We were testing different deployments in an AWS EKS cluster to monitor which uses how much energy. Although we could see individual pods and containers in the Kepler Dashboard, all values were zero except for those of the system processes.
We also checked the metrics endpoint of the Kepler exporters directly, so it isn't just an issue with the Kepler Dashboard. We ran some loadtests on our deployments, so it isn't just a problem with values rounded down to zero.
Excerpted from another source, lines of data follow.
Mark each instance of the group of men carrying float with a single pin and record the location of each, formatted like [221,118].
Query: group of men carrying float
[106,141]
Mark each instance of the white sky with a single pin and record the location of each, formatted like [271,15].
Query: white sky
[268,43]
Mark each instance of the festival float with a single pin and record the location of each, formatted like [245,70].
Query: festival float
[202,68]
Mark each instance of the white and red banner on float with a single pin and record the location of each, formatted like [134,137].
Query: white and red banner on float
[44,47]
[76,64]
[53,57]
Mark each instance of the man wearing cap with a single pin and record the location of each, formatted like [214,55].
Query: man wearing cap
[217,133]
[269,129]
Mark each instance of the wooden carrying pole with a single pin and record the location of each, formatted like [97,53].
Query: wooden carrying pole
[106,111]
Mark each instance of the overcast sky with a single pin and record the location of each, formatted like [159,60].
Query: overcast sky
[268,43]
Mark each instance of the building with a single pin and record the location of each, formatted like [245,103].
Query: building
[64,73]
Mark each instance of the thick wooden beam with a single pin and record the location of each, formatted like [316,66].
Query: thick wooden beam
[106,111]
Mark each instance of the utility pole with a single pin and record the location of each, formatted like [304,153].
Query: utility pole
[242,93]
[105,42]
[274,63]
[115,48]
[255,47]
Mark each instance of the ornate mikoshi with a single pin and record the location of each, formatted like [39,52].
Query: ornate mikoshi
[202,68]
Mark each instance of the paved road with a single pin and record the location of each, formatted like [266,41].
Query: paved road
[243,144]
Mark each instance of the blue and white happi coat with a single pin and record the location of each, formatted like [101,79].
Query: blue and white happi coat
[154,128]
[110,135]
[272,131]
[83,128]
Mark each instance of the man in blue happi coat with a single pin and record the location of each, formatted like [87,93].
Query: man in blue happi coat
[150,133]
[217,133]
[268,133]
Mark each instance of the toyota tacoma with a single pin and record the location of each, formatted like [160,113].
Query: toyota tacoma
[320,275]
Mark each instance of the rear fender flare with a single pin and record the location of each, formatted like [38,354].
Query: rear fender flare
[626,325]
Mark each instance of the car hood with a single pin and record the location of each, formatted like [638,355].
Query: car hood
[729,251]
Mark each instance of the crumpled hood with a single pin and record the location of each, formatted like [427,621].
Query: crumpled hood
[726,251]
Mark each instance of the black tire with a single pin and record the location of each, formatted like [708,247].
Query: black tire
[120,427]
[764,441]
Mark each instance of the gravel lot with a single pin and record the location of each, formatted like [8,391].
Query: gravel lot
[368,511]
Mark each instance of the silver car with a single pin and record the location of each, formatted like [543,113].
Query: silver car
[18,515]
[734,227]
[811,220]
We repeated our tests with various AWS EC2 instance families, instance sizes and Kubernetes Versions (using eksctl to deploy the cluster) and whenever one combination of the parameters worked, when we re-deployed the cluster with the same parameters it didn't work anymore (once it even stopped working while the cluster continued to run).
What did you expect to happen?
I expected to see measurements all the time.
How can we reproduce it (as minimally and precisely as possible)?
Unfortunately, at this moment, we are not able to reproduce the bug consistently. The setup which ceased to work while the cluster was running was with the Bottlerocket ami-family (which seems to be the only Linux distribution which is supported by eksctl and supports cgroup v2) on t3.large instances in eu-north-1 with Kubernetes Version 1.28.
Anything else we need to know?
No response
Kepler image tag
Kubernetes version
We witnessed the behaviour on 1.24, 1.28 and 1.29.
Cloud provider or bare metal
AWS
OS version
Install tools
eksctl and helm
Kepler deployment config
Container runtime (CRI) and version (if applicable)
No response
Related plugins (CNI, CSI, ...) and versions (if applicable)
No response